The clinical symptoms of hypertensive nephropathy are severe edema. Edema is usually the first symptom, presenting with systemic edema and marked by depression. Severe patients and hydrothorax, ascites, pleural effusion and ascites when more can cause breathing difficulties, umbilical hernia or inguinal hernia. High edema, often accompanied by oliguria, hypertension, mild hypoxemia. Massive proteinuria. Proteinuria and nephrotic syndrome is the main manifestation, qualitative urine protein is + + ~ + + + +, adult daily urine protein excretion than 3.5g/d, as the most selective proteinuria. Hyperlipidemia. Blood cholesterol and triglyceride levels increased significantly. Hypoproteinemia. Plasma protein decreased, serum protein <30g/L, seriously less than 10g/L. Digestive symptoms. Hypertension causes nausea, vomiting and other digestive symptoms, mostly caused by hypertensive encephalopathy. The cause of the disease is the serious and persistent spasm of the small cerebral artery, which causes the cerebral blood circulation disorder and causes the brain edema and the increase of intracranial pressure. Brain symptoms. Headache and dizziness are common symptoms of the disease. It can also have a heavy head or tight neck. Dizziness caused by hypertension occurs more frequently in the morning than in the forehead, occiput or temporal region. Hypertension induced dizziness can be temporary or persistent, blood pressure decreased after the loss, but sometimes excessive drop in blood pressure or cause dizziness. Heart complication.
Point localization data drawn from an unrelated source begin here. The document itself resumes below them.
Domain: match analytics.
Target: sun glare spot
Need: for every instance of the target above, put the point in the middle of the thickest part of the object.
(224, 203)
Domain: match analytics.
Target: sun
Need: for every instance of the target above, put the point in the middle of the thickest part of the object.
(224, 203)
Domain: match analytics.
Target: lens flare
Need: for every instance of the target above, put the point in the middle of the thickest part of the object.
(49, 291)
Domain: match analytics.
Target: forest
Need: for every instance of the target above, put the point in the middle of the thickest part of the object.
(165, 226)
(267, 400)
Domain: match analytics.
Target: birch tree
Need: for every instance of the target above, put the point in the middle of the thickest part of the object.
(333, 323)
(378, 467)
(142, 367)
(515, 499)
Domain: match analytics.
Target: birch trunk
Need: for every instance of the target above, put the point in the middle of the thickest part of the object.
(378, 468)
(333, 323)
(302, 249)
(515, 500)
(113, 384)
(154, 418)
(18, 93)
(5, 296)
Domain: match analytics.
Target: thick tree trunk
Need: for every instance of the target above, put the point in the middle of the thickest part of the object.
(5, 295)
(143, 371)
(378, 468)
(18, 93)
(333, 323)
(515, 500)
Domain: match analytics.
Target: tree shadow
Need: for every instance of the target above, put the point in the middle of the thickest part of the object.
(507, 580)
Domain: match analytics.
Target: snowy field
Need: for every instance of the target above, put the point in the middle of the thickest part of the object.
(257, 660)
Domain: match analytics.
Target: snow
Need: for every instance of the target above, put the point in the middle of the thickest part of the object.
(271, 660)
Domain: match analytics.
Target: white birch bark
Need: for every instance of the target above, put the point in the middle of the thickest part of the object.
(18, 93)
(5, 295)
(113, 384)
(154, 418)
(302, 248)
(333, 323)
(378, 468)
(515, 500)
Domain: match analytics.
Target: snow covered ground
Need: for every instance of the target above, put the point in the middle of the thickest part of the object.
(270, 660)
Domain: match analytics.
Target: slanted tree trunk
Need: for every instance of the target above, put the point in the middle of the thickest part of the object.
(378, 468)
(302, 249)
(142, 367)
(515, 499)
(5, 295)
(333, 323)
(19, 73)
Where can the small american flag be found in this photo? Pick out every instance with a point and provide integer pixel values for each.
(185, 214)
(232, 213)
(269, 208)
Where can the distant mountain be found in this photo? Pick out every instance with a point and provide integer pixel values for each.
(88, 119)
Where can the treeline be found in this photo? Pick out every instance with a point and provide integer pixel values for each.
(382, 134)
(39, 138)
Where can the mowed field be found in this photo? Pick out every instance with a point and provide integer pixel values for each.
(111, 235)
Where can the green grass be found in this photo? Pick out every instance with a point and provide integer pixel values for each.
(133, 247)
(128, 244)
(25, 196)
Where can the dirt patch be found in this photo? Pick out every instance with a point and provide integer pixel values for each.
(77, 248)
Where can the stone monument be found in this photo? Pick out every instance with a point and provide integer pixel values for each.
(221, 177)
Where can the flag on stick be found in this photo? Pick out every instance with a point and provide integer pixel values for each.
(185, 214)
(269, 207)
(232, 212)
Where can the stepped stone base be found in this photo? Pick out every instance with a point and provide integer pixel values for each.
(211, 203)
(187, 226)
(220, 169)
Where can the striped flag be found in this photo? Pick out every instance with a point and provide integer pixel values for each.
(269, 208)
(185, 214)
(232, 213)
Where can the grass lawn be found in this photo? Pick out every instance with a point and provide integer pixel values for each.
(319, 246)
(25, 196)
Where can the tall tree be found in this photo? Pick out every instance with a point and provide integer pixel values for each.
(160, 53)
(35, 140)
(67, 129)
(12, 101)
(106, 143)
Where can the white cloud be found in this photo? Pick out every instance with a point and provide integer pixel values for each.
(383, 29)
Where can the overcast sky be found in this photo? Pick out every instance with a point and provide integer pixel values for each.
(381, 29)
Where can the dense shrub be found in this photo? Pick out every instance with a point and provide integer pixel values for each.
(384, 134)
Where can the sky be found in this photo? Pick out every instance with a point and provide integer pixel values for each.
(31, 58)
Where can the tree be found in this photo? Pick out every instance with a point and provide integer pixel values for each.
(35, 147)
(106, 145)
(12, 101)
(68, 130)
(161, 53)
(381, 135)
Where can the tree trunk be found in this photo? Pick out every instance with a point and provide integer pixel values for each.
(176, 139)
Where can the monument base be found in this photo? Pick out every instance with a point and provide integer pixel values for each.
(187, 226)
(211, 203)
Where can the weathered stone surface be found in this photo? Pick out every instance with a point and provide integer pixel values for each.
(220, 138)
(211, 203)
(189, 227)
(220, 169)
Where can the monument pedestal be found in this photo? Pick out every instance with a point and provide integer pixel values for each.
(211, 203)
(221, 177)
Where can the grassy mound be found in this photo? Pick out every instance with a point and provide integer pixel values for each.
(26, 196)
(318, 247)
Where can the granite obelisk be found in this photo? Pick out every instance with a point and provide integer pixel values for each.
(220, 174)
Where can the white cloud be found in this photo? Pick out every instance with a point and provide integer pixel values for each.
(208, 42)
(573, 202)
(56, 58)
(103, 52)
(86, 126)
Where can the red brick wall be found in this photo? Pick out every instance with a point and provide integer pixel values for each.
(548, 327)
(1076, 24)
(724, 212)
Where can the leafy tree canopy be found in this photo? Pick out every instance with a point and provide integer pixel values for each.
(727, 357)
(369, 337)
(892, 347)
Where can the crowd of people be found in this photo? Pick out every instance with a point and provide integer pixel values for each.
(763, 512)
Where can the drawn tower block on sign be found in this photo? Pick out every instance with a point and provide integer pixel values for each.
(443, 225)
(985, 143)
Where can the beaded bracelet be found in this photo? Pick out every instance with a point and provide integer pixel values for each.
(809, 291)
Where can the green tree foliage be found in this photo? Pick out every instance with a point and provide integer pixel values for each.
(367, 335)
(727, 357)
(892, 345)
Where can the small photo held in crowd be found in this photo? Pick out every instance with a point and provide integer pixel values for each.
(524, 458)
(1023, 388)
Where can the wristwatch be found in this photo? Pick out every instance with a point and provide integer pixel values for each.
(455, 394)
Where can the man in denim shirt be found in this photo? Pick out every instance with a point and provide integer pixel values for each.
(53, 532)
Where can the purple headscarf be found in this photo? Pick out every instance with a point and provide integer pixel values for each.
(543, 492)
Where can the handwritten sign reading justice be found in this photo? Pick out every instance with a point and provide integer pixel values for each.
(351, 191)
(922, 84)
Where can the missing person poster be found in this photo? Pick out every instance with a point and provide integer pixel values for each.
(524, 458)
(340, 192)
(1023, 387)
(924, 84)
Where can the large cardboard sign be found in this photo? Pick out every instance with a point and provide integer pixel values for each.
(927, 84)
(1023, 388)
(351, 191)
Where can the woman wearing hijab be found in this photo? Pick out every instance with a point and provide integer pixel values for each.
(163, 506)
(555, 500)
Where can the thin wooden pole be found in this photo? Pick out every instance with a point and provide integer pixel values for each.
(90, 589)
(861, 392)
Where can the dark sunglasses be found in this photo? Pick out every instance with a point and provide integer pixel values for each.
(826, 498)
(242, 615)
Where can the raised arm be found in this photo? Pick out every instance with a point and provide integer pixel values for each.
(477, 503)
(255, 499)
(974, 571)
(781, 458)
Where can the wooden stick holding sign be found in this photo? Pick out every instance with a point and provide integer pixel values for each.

The most common is hypertensive left ventricular hypertrophy, the patient can appear palpitations or exertional dyspnea, paroxysmal nocturnal dyspnea, pulmonary edema, severe left heart failure can occur, or complicated with ischemic heart disease, clinical symptoms of angina pectoris and myocardial infarction. Retinopathy. Blurred vision, optic disc edema, retinal hemorrhage and oozing of blood. Urinary volume change. Some people believe that the first clinical symptoms are nocturia, followed by proteinuria and hematuria, and even uremia. Complications of the brain. Cerebral vascular structure is relatively weak, sclerosis is more fragile, easy to cause cerebral hemorrhage when the blood pressure fluctuates. In addition, small sclerosis is conducive to thrombosis and cerebral infarction.